The client should undergo a complete physical, psychiatric, and psychosocial assessment, including:
- Level of recent substance abuse
- Types of substances used
- Previous rehab experiences
- Current medical condition and past medical history
- Potential mental health concerns (undiagnosed psychiatric illness)
- Current psychiatric diagnoses
- Family and relationship status
- Home environment
- History of past trauma
- Social support system
- Occupational status and financial resources
During the intake process, the treatment team determines what level of care the client needs to remain stable, safe, and comfortable in recovery. A large part of this decision is based on the client’s medical and psychiatric condition, severity of substance abuse, and motivation to seek treatment. Clients who have serious co-occurring conditions or who are at high risk of abandoning treatment may be treated most effectively in an inpatient setting, such as a hospital program or residential rehab facility. Medically stable clients who are strongly committed to recovery and who don’t need 24-hour supervision may be ready for partial hospitalization or an intensive outpatient program.
The information gathered during the admissions process also allows the treatment team to develop an individualized treatment plan for the client. During the initial assessment, for example, staff can determine whether the client needs treatment for a co-occurring psychiatric disorder, such as depression or post-traumatic stress disorder. The team can identify the type of recovery services the client may need, such as trauma therapies, 12-Step facilitation, or nutritional counseling. In addition, psychosocial needs can be identified, such as the need for marriage or family counseling.

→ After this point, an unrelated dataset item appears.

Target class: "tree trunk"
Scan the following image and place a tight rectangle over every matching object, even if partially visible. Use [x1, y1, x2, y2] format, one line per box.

Having a strong support system has been identified as one of the greatest protective factors against relapse after drug treatment. After finishing a drug rehab program, clients can continue to rely on a support network that includes members of their treatment team, family and friends, and their peers from the rehab center. Aftercare planning is a vital component of any comprehensive drug treatment program, as this service helps to maintain sobriety when the client is back in the community.
Some of the activities recommended in an aftercare program include:
- Joining an alumni program for graduates of the drug treatment program
- Attending local 12-Step meetings
- Participating in recovery organizations
- Volunteering for public service groups
- Staying in a sober living environment
Sober living homes act as a bridge between rehab and life in the community by providing a drug-free environment where residents can practice their new coping skills. Life in these homes is structured by a series of rules that support sobriety, yet residents have a great deal of independence and freedom. Attendance at regular meetings, adherence to a curfew, and participation in household chores are required at most sober living houses.

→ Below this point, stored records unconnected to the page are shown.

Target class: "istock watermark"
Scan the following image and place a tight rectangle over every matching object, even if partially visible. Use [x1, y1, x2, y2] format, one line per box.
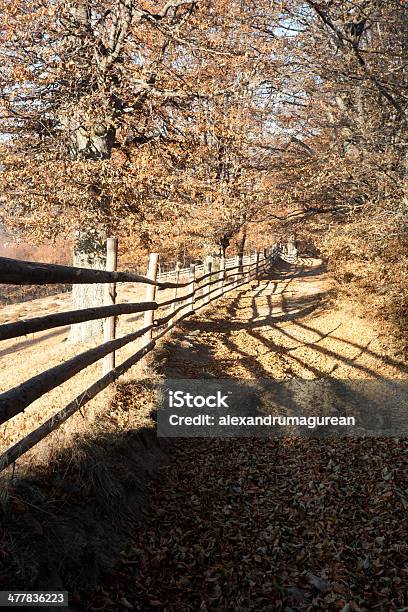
[157, 379, 408, 438]
[168, 389, 231, 408]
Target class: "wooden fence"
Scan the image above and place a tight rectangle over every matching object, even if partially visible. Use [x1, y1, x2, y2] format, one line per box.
[0, 244, 280, 471]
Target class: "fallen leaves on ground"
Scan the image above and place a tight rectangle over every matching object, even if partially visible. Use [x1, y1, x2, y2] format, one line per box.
[87, 439, 408, 612]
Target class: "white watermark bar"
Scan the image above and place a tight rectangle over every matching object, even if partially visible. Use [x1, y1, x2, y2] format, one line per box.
[0, 591, 68, 608]
[157, 379, 408, 438]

A study of 245 recovering individuals dwelling in sober living homes found that after six months, 12 months, and 18 months, these residents had shown improvement in several key areas of recovery, including alcohol and drug use, employment, criminal behavior, and psychiatric symptoms. This study, published in the Journal of Substance Abuse, indicates that residents of sober living environments are more likely to avoid relapse than those who rejoin the mainstream community immediately after rehab.
Relapse prevention is one of the primary goals of an aftercare program. Clients in aftercare are encouraged to practice their alternate behaviors and newly acquired coping skills as they confront the challenges of life in the community. Sustaining long-term sobriety is not a matter of luck or chance, but the result of commitment and effort on the part of the recovering individual and loved ones. An effective drug treatment program gives its clients the tools they need to sustain the benefits of rehab long after leaving the facility.